立正佼成会 庭野日鑛会長 11月の法話から

11月に大聖堂で行われた式典から、庭野日鑛会長の法話を抜粋してまとめました。(文責在編集部)

全てが修行の場

私たちにとっての修行の場とは、大聖堂や教会道場だけではありません。

ある禅宗のお坊さんが師匠に、「修行とはどういうことか」と訊(たず)ねると、師匠は「全部が修行の場だ」と答えられたといいます。「修行」というと何か堅苦(かたくる)しい感じがしますが、私たちが生きている所で行う全てのことが、「修行」と答えられたというのです。その意味では、例えば、主婦の方が台所で菜っ葉を切っている時も修行であると言えます。

このことは、法華経でも教えられています。
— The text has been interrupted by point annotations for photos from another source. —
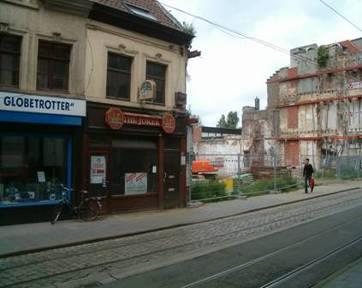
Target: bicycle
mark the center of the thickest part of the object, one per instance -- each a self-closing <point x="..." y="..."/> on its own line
<point x="87" y="210"/>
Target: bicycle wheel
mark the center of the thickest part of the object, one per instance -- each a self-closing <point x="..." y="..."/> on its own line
<point x="89" y="212"/>
<point x="56" y="213"/>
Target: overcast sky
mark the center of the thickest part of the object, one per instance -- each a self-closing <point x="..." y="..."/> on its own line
<point x="231" y="71"/>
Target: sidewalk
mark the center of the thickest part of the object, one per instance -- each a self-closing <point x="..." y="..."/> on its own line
<point x="27" y="237"/>
<point x="350" y="277"/>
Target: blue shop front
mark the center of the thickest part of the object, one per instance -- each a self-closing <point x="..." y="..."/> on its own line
<point x="40" y="142"/>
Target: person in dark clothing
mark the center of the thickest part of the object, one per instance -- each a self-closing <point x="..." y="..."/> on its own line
<point x="307" y="174"/>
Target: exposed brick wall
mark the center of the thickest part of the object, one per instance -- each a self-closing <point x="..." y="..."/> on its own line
<point x="292" y="153"/>
<point x="293" y="117"/>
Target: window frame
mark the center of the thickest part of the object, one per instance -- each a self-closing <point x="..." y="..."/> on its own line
<point x="68" y="165"/>
<point x="51" y="60"/>
<point x="120" y="71"/>
<point x="14" y="54"/>
<point x="156" y="78"/>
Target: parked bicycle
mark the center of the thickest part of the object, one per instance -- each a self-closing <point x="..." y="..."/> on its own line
<point x="88" y="209"/>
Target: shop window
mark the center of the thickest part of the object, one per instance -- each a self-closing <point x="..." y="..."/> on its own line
<point x="53" y="65"/>
<point x="157" y="73"/>
<point x="9" y="59"/>
<point x="32" y="169"/>
<point x="119" y="76"/>
<point x="134" y="167"/>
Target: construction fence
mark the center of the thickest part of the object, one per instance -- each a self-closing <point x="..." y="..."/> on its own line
<point x="237" y="175"/>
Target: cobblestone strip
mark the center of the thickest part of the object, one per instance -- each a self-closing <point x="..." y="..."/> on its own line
<point x="121" y="254"/>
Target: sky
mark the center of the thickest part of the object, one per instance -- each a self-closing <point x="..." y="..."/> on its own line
<point x="232" y="71"/>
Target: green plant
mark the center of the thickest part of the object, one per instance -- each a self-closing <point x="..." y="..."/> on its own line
<point x="264" y="186"/>
<point x="323" y="56"/>
<point x="207" y="190"/>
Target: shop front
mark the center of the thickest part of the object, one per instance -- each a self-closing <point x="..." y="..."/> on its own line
<point x="39" y="144"/>
<point x="135" y="160"/>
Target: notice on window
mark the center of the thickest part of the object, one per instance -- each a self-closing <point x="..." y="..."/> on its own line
<point x="135" y="183"/>
<point x="97" y="169"/>
<point x="41" y="176"/>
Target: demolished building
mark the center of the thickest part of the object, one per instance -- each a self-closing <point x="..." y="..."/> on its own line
<point x="314" y="107"/>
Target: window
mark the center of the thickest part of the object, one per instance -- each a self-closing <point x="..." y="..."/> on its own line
<point x="9" y="59"/>
<point x="157" y="73"/>
<point x="53" y="65"/>
<point x="31" y="168"/>
<point x="119" y="76"/>
<point x="292" y="117"/>
<point x="141" y="12"/>
<point x="139" y="175"/>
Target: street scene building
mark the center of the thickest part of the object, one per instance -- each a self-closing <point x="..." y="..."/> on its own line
<point x="93" y="97"/>
<point x="313" y="108"/>
<point x="125" y="164"/>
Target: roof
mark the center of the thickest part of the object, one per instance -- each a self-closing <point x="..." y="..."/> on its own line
<point x="152" y="6"/>
<point x="147" y="17"/>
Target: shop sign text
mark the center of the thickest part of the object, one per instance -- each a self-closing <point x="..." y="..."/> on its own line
<point x="41" y="104"/>
<point x="115" y="118"/>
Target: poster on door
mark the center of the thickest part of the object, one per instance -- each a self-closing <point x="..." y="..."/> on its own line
<point x="135" y="183"/>
<point x="97" y="169"/>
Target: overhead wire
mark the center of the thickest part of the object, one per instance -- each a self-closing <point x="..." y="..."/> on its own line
<point x="228" y="30"/>
<point x="340" y="15"/>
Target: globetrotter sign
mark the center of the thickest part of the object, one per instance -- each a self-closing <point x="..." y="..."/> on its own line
<point x="40" y="104"/>
<point x="115" y="118"/>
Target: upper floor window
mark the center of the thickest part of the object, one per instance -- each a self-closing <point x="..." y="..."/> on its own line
<point x="141" y="12"/>
<point x="157" y="73"/>
<point x="119" y="76"/>
<point x="9" y="60"/>
<point x="53" y="65"/>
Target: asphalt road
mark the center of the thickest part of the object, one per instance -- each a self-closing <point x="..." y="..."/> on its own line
<point x="260" y="261"/>
<point x="250" y="264"/>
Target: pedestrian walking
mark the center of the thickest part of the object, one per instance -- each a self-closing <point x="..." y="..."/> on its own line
<point x="308" y="174"/>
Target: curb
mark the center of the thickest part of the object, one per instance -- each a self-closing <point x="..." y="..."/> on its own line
<point x="99" y="239"/>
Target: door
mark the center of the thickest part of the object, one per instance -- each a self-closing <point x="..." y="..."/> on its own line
<point x="171" y="179"/>
<point x="98" y="179"/>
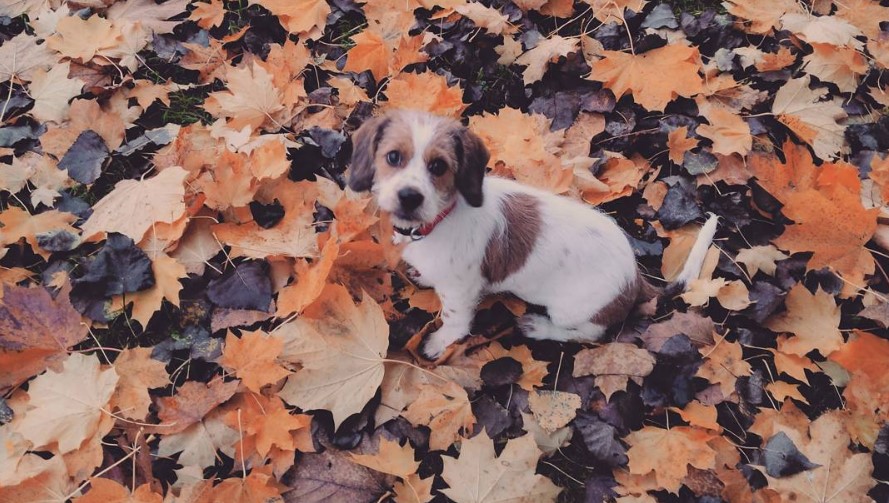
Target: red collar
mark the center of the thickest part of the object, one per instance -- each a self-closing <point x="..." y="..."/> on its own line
<point x="424" y="230"/>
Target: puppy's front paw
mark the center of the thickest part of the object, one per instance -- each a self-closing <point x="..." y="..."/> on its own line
<point x="436" y="343"/>
<point x="535" y="326"/>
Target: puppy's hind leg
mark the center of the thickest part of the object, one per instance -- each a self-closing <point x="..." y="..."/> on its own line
<point x="540" y="327"/>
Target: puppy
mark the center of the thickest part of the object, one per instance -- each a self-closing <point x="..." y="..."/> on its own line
<point x="471" y="235"/>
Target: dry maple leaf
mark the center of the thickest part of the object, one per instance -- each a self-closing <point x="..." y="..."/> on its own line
<point x="21" y="57"/>
<point x="814" y="319"/>
<point x="138" y="372"/>
<point x="822" y="29"/>
<point x="310" y="282"/>
<point x="865" y="15"/>
<point x="723" y="365"/>
<point x="614" y="365"/>
<point x="548" y="442"/>
<point x="760" y="16"/>
<point x="208" y="15"/>
<point x="865" y="357"/>
<point x="252" y="99"/>
<point x="832" y="223"/>
<point x="293" y="236"/>
<point x="341" y="347"/>
<point x="553" y="409"/>
<point x="445" y="409"/>
<point x="66" y="407"/>
<point x="841" y="65"/>
<point x="528" y="152"/>
<point x="812" y="120"/>
<point x="477" y="476"/>
<point x="391" y="458"/>
<point x="134" y="206"/>
<point x="265" y="425"/>
<point x="760" y="258"/>
<point x="253" y="358"/>
<point x="198" y="444"/>
<point x="259" y="486"/>
<point x="668" y="453"/>
<point x="35" y="330"/>
<point x="370" y="52"/>
<point x="19" y="224"/>
<point x="620" y="178"/>
<point x="51" y="92"/>
<point x="192" y="401"/>
<point x="729" y="132"/>
<point x="299" y="16"/>
<point x="612" y="11"/>
<point x="425" y="91"/>
<point x="546" y="51"/>
<point x="678" y="143"/>
<point x="839" y="474"/>
<point x="698" y="329"/>
<point x="654" y="78"/>
<point x="487" y="18"/>
<point x="81" y="39"/>
<point x="110" y="491"/>
<point x="167" y="273"/>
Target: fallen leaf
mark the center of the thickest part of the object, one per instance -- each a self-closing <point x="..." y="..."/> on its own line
<point x="253" y="358"/>
<point x="669" y="453"/>
<point x="643" y="75"/>
<point x="723" y="365"/>
<point x="138" y="373"/>
<point x="337" y="338"/>
<point x="553" y="409"/>
<point x="614" y="365"/>
<point x="812" y="120"/>
<point x="66" y="407"/>
<point x="537" y="59"/>
<point x="134" y="206"/>
<point x="814" y="320"/>
<point x="445" y="409"/>
<point x="478" y="476"/>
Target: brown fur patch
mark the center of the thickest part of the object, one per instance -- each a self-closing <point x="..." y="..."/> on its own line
<point x="620" y="307"/>
<point x="508" y="252"/>
<point x="442" y="148"/>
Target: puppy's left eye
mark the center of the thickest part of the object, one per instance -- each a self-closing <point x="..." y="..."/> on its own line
<point x="437" y="167"/>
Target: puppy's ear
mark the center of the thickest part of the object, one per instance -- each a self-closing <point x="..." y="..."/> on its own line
<point x="364" y="147"/>
<point x="473" y="157"/>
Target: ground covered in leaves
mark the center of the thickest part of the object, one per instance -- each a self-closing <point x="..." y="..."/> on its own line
<point x="194" y="310"/>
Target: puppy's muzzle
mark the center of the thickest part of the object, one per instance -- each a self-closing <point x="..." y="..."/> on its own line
<point x="409" y="199"/>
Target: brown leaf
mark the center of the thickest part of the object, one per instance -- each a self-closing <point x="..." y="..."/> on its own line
<point x="138" y="373"/>
<point x="814" y="320"/>
<point x="614" y="365"/>
<point x="445" y="409"/>
<point x="654" y="78"/>
<point x="478" y="476"/>
<point x="341" y="347"/>
<point x="253" y="358"/>
<point x="668" y="453"/>
<point x="192" y="401"/>
<point x="66" y="407"/>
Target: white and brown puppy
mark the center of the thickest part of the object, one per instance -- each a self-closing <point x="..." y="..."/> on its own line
<point x="471" y="235"/>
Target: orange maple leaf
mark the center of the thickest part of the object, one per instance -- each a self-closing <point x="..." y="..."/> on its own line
<point x="425" y="91"/>
<point x="654" y="78"/>
<point x="668" y="453"/>
<point x="253" y="358"/>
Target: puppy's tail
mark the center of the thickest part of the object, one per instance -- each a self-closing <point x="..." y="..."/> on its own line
<point x="695" y="261"/>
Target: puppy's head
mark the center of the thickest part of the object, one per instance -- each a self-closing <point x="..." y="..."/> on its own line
<point x="416" y="163"/>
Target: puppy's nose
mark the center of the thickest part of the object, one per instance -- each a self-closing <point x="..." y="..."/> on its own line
<point x="410" y="199"/>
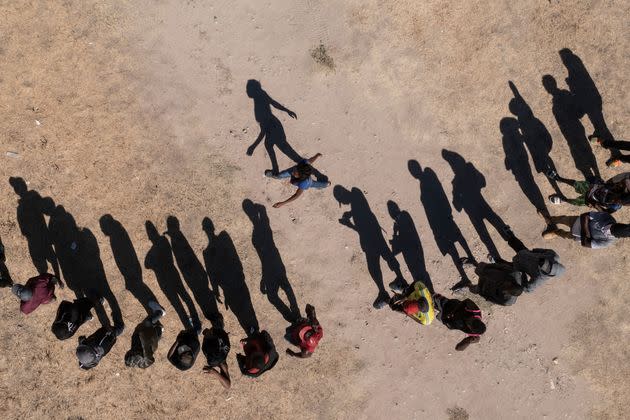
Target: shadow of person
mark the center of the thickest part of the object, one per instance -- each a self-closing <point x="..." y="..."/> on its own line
<point x="361" y="219"/>
<point x="30" y="216"/>
<point x="586" y="94"/>
<point x="406" y="241"/>
<point x="160" y="260"/>
<point x="225" y="270"/>
<point x="536" y="137"/>
<point x="440" y="215"/>
<point x="517" y="162"/>
<point x="92" y="275"/>
<point x="274" y="274"/>
<point x="567" y="114"/>
<point x="467" y="185"/>
<point x="127" y="260"/>
<point x="193" y="272"/>
<point x="271" y="130"/>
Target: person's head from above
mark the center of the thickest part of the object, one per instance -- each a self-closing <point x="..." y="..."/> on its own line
<point x="454" y="159"/>
<point x="414" y="168"/>
<point x="342" y="195"/>
<point x="207" y="226"/>
<point x="255" y="362"/>
<point x="152" y="232"/>
<point x="514" y="290"/>
<point x="393" y="209"/>
<point x="253" y="88"/>
<point x="620" y="230"/>
<point x="172" y="224"/>
<point x="302" y="170"/>
<point x="509" y="127"/>
<point x="19" y="185"/>
<point x="412" y="307"/>
<point x="550" y="84"/>
<point x="61" y="330"/>
<point x="475" y="325"/>
<point x="107" y="223"/>
<point x="22" y="292"/>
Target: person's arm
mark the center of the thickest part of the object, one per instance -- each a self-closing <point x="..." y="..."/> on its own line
<point x="303" y="354"/>
<point x="461" y="346"/>
<point x="312" y="160"/>
<point x="288" y="200"/>
<point x="586" y="232"/>
<point x="281" y="107"/>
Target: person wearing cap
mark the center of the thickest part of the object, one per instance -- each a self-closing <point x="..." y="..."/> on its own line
<point x="594" y="229"/>
<point x="145" y="338"/>
<point x="499" y="282"/>
<point x="305" y="333"/>
<point x="92" y="349"/>
<point x="216" y="346"/>
<point x="70" y="316"/>
<point x="415" y="301"/>
<point x="299" y="176"/>
<point x="260" y="354"/>
<point x="37" y="291"/>
<point x="463" y="315"/>
<point x="184" y="351"/>
<point x="5" y="277"/>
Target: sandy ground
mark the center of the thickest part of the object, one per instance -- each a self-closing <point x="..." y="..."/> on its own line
<point x="139" y="110"/>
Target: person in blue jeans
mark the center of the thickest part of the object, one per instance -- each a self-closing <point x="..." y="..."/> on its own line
<point x="300" y="176"/>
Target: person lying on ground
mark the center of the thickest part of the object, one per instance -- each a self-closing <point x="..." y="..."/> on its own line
<point x="603" y="196"/>
<point x="414" y="300"/>
<point x="92" y="349"/>
<point x="260" y="354"/>
<point x="305" y="333"/>
<point x="300" y="177"/>
<point x="5" y="277"/>
<point x="216" y="346"/>
<point x="460" y="315"/>
<point x="185" y="350"/>
<point x="593" y="229"/>
<point x="499" y="282"/>
<point x="145" y="339"/>
<point x="616" y="161"/>
<point x="37" y="291"/>
<point x="70" y="316"/>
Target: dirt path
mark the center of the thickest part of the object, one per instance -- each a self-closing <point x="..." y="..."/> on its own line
<point x="143" y="113"/>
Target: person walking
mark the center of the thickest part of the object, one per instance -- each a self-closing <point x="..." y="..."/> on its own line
<point x="300" y="177"/>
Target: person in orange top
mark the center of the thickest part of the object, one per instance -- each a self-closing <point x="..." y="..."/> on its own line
<point x="305" y="333"/>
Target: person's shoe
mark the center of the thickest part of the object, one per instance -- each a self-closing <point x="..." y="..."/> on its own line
<point x="613" y="163"/>
<point x="398" y="285"/>
<point x="550" y="234"/>
<point x="157" y="309"/>
<point x="381" y="301"/>
<point x="551" y="174"/>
私たちが読誦(どくじゅ)する青経巻(『経典』)の最初に、「是(こ)の處(ところ)は即(すなわ)ち是れ道場なり」とあります。そこに教えられているのは、私たちが居(い)る所、住む所、全てが道場だということです。

もちろん、大聖堂や教会では、さまざまな修行をするわけですが、本来の修行の場、特に在家仏教での修行の場は、私たちが働いている職場や、家庭であり、まさに居る所、住む所の全てです。その意味で、私たちは、「大聖堂に来たから修行をした」「教会に来たから修行をした」ということではなく、いつもそれぞれの場で修行しているのです。